Sesquidécada: noviembre 2001

De las mareas lectoras del lejano noviembre de 2001 voy a rescatar únicamente dos libros. Dejo para otra ocasión a Gabriel Miró, cuya prosa preciosista me reservo para un tiempo menos frenético y apresurado.

La primera de mis reseñas recupera una novela que no siempre ha sido suficientemente valorada. Se trata de Los viajes de Gulliver, de Jonathan Swift, uno de esos clásicos juveniles que no lo son, en la línea de El principito, Pinocho, Robinson Crusoe o Platero y yo. Como ocurre a menudo, estos libros acaban siendo catalogados como novelas juveniles, despojándolos de la potente carga literaria, filosófica, política y moral con que fueron escritos. No creo que necesitéis saber mucho de las aventuras de Gulliver, porque sus pormenores son bastante conocidos, pero, si no os habéis acercado al original, os estáis perdiendo una sátira política de primer orden, con una ironía que provoca más de una risa y con una llamada velada a la rebelión en más de una ocasión.

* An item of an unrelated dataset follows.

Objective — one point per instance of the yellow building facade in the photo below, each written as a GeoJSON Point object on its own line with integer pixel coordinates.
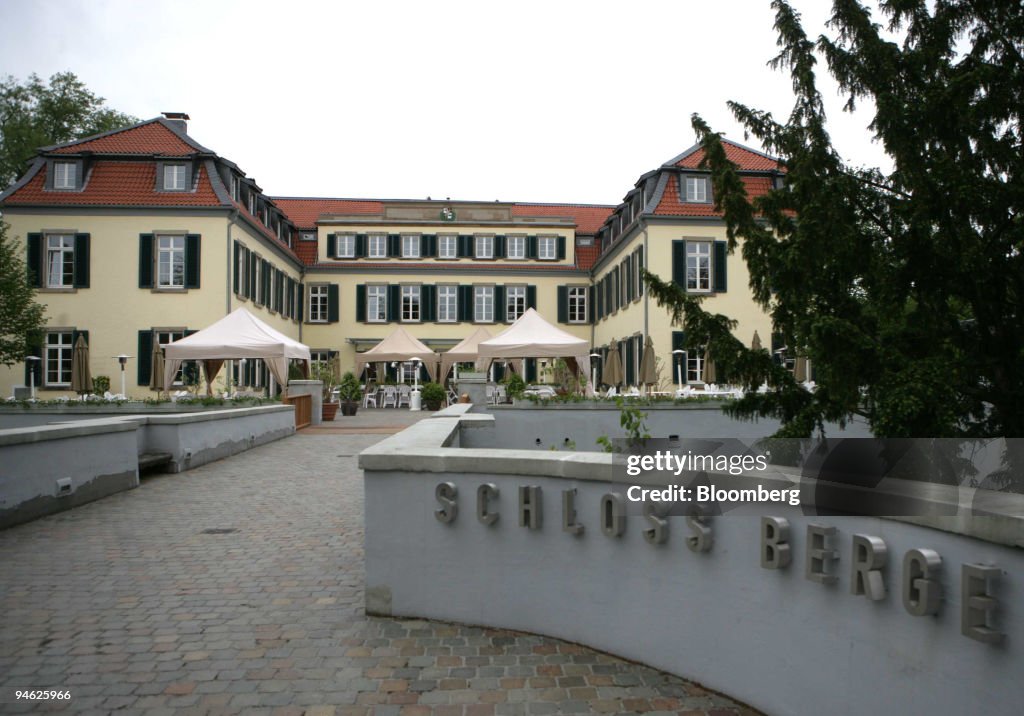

En la novela aparece la corrupción política, la ambición humana, el sometimiento de los débiles al poder arbitrario... nada que ver con un cuento infantil. Desde luego, para mí fue todo un descubrimiento y una sorpresa. Con el panorama actual, seguro que merece la pena releerlo para que sus críticas cobren nuevo valor.


La segunda lectura es el Ensayo sobre la Literatura de Cordel, de Julio Caro Baroja. Es una obra de referencia para el estudio de lo que llamamos paraliteratura o subliteratura, esos textos que están en los márgenes de la literatura canónica y que, en alguna ocasión, han dado lugar a géneros propios como el folletín, la fotonovela o el cómic. Mi interés por los pliegos de cordel venía del estudio de las relaciones de sucesos de los siglos de oro, sobre las que ya había hecho algún trabajo. Me propuse encaminar mi tesis hacia ese ámbito, después de haber abandonado el intento inicial sobre la Academia de los Nocturnos. El propósito de aquella tesis era indagar en las conexiones entre la literatura fantástica y las relaciones de sucesos, más o menos históricos o legendarios, que acababan convirtiéndose en hechos milagrosos o extraordinarios. En esta línea, la obra de Caro Baroja, desde el ámbito de la etnología, resultaba fundamental y creo que aún hoy sigue siéndolo. Incluso para un lector no especialista, este ensayo es muy entretenido y ameno, con numerosos ejemplos de una literatura que ha pasado a la historia sin pena ni gloria, precisamente por su carácter efímero y popular. Mi acercamiento a los pliegos de cordel iría dando interesantes resultados a lo largo de un tiempo, y este campo nutriría mi cantera de lecturas hasta hoy día. La tesis quedó aparcada, pero de aquellas lecturas siempre guardaré un buen recuerdo que espero seguir compartiendo en próximas sesquidécadas.